Normally our immune system is really good at recognising pathogens, and so long as it's met it before then it will start producing antibodies (this is the basis of vaccination). However, the cold virus is capable of changing it's protein coat to fool our immune system. This is a little bit like not being allowed into a venue and then sneaking back with with a disguise on (Not that I've ever done that but it works as a model!).
Now, this mutation is a pain, as I'm sure you're aware because it means that we catch colds quite easily.
However, there is a much more alarming aspect to all of this. It's not just cold viruses that can mutate.
There is a relatively recent mutation that has occurred which is causing some concern amongst medical professionals. There is a bacteria called Staphylococcus Aureus (That's the SA bit of MRSA) that is responsible for all sorts of minor infections, such as sore throats and runny noses, although it can be much more harmful. This little bug is quite common and most of the time doesn't bother us, unless it gets out of control.
In the early 20th Century (so only about 100 years ago), by happy coincidence, a scientist called Alexander Fleming stumbled upon a mould formed in a petri dish, that seemed to be inhibiting the growth of bacteria. Further experimentation with the mould led him to discover that the mould, from which he extracted penicillin, was an antibiotic; i.e. it killed bacterial infection. His work continued and he discovered that even when he diluted it 800 times, it still worked. The first antibiotic was made, penicillin. This completely revolutionised medicine, with treatments for infections now available for the first time.
Fast forward about 50 years and not much has changed really. Doctors still prescribe penicillin (or one of it's close relatives; amoxicillin, methicillin etc.) for infections. There are some alternatives to penicillin based medicines but much of our antibiotic arsenal is now exhausted in the fight against infection, there just aren't new antibiotics being discovered.
I'm going to use a model to describe this, so get your brain warmed up for some slightly odd imagery.
If you've ever played a strategy game on your phone you'll get this bit quickly, but if you haven't I'll give you the full picture.
When our bodies are under attack from a pathogen the immune system responds by producing antibodies. These are white blood cells that are adapted to consume the bacteria/virus in the body. Because our body is cleve, it recognises infection that it has met before and produces an "army" of antibodies just for the specific infection.
Think of it like Boom Beach.
In Boom Beach you try to invade other players islands using your army. The islands have defences built to overcome attacks. If you attack an island with better defences then your army will be defeated, and vice versa.

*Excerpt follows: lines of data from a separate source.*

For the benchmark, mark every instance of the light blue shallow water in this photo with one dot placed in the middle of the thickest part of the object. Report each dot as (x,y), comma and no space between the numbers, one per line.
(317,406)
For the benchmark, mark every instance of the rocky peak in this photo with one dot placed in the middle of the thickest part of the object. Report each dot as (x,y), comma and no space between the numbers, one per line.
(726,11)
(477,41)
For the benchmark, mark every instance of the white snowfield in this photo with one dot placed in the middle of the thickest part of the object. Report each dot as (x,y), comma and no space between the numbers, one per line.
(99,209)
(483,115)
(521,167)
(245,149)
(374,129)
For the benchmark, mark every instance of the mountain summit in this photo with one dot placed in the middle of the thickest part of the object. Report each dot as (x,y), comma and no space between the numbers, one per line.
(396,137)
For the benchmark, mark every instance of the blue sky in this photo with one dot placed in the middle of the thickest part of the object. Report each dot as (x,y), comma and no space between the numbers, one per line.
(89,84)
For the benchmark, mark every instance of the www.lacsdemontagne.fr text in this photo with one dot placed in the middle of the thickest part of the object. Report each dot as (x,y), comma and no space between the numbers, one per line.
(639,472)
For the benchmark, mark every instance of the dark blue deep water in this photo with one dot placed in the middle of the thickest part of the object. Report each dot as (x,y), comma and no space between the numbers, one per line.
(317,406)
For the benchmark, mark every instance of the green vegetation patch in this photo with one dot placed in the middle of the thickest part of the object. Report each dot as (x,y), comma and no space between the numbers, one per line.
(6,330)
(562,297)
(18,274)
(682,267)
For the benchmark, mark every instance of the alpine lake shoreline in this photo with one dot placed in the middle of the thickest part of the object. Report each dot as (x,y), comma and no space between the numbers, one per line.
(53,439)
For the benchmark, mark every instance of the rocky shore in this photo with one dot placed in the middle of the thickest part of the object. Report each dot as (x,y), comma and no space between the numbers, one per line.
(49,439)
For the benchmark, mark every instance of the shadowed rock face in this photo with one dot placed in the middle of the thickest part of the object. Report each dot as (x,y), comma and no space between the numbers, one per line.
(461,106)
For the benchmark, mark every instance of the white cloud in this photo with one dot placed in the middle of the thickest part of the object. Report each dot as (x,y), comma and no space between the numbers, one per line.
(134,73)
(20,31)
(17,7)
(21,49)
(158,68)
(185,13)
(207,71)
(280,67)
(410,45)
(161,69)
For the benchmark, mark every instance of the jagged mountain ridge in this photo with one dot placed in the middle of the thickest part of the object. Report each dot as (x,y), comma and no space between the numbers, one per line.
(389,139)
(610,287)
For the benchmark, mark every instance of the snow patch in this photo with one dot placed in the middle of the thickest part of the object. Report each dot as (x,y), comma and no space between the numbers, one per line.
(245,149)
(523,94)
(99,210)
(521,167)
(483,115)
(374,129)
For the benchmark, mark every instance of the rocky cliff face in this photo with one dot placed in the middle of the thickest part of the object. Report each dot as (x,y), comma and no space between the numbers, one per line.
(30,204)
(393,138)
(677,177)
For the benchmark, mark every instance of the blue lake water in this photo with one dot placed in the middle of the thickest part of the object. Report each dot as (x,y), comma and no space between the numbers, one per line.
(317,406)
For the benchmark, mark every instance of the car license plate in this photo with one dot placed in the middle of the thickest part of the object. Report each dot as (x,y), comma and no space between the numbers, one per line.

Your defences work best if you know the type of army invading, say if you've met them before. (It's a great game, you should try it*)

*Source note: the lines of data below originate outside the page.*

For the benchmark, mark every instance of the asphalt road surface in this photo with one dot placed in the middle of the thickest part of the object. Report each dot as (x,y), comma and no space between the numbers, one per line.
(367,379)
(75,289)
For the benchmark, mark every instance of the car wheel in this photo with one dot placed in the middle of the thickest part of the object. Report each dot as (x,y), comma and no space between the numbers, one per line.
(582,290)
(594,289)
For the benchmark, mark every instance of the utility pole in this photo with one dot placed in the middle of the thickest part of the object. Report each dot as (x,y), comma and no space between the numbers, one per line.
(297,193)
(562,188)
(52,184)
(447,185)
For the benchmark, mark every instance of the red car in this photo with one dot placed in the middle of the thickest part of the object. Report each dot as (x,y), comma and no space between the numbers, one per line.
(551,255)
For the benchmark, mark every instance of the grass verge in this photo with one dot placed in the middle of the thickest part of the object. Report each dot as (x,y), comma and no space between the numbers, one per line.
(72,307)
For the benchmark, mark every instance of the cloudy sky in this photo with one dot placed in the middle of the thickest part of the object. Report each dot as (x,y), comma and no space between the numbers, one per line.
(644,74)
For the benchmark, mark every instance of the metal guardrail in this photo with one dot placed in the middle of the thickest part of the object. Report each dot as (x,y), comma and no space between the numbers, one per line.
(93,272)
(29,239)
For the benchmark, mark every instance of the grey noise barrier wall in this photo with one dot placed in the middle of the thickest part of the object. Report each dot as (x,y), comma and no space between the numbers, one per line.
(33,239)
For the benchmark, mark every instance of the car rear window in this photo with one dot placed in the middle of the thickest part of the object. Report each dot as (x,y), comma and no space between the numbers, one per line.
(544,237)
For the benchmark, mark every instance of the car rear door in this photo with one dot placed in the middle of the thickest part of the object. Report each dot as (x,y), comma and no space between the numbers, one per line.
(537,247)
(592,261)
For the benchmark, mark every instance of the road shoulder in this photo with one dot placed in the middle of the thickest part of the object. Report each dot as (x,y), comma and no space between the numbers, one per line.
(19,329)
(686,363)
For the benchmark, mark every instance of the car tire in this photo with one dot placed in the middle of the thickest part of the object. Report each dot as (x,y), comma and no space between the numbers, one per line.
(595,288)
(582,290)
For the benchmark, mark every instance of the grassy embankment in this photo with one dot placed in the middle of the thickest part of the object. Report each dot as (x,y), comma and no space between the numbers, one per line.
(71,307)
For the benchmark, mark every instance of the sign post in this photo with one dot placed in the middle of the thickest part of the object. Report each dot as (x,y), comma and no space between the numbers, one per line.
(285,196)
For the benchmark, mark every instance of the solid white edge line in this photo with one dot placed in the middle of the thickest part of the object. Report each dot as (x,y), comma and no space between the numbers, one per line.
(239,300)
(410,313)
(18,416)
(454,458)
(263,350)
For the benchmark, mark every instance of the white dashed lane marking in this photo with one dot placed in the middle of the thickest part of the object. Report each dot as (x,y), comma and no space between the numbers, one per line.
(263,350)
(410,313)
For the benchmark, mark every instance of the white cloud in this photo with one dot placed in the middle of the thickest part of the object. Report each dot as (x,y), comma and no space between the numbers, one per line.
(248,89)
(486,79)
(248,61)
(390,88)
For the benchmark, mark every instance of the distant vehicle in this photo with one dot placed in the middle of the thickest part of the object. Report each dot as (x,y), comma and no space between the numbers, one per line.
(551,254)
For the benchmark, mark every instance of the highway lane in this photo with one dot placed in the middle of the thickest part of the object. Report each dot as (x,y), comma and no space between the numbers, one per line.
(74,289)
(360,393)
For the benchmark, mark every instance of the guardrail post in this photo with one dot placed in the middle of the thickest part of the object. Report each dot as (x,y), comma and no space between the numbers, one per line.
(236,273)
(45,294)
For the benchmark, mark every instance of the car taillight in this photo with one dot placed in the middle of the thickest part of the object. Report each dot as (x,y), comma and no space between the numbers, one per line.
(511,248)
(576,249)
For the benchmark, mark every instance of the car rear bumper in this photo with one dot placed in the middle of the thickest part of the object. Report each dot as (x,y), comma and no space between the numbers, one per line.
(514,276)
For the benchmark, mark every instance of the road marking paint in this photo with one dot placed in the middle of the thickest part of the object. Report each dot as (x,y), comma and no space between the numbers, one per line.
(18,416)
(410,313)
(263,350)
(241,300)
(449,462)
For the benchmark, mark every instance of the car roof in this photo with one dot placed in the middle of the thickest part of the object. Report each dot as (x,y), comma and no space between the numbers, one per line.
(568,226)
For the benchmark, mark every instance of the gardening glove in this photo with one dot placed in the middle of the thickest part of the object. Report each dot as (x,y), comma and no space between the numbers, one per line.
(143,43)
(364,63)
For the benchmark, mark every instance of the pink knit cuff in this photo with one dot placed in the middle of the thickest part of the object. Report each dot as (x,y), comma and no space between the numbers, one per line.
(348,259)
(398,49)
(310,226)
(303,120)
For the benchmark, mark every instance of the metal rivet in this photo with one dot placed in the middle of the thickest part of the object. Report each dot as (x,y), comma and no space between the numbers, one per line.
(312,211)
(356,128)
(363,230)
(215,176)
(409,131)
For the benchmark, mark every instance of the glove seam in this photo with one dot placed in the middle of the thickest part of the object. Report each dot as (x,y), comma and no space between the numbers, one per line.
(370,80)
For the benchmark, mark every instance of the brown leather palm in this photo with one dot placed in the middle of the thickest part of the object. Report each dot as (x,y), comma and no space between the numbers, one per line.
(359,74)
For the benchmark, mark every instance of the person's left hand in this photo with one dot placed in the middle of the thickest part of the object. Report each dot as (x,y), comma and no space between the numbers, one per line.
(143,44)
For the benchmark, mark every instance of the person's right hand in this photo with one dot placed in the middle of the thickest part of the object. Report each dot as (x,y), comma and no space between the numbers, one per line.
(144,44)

*other games are available
Anyway, back to our immune system.....
Some infections need to be treated with antibiotics to help our bodies to combat them. When doctors first started prescribing antibiotics it is thought that they "overprescribed" them, i.e. they gave them to people too easily. This meant that people were taking them even if they didn't really need them. It is also thought that patients often didn't finish the full course of antibiotics, so didn't completely eradicate the infection. A combination of both of these things led to some bacteria becoming resistant to antibiotics, so called Methicillin Resistant Staphylococcus Aureus (MRSA).
Click the link below to read what the NHS says about MRSA.
MRSA can't be treated with normal antibiotics, because it is resistant to them due to the mutation it has undergone. It is classed as a "superbug" and can be fatal.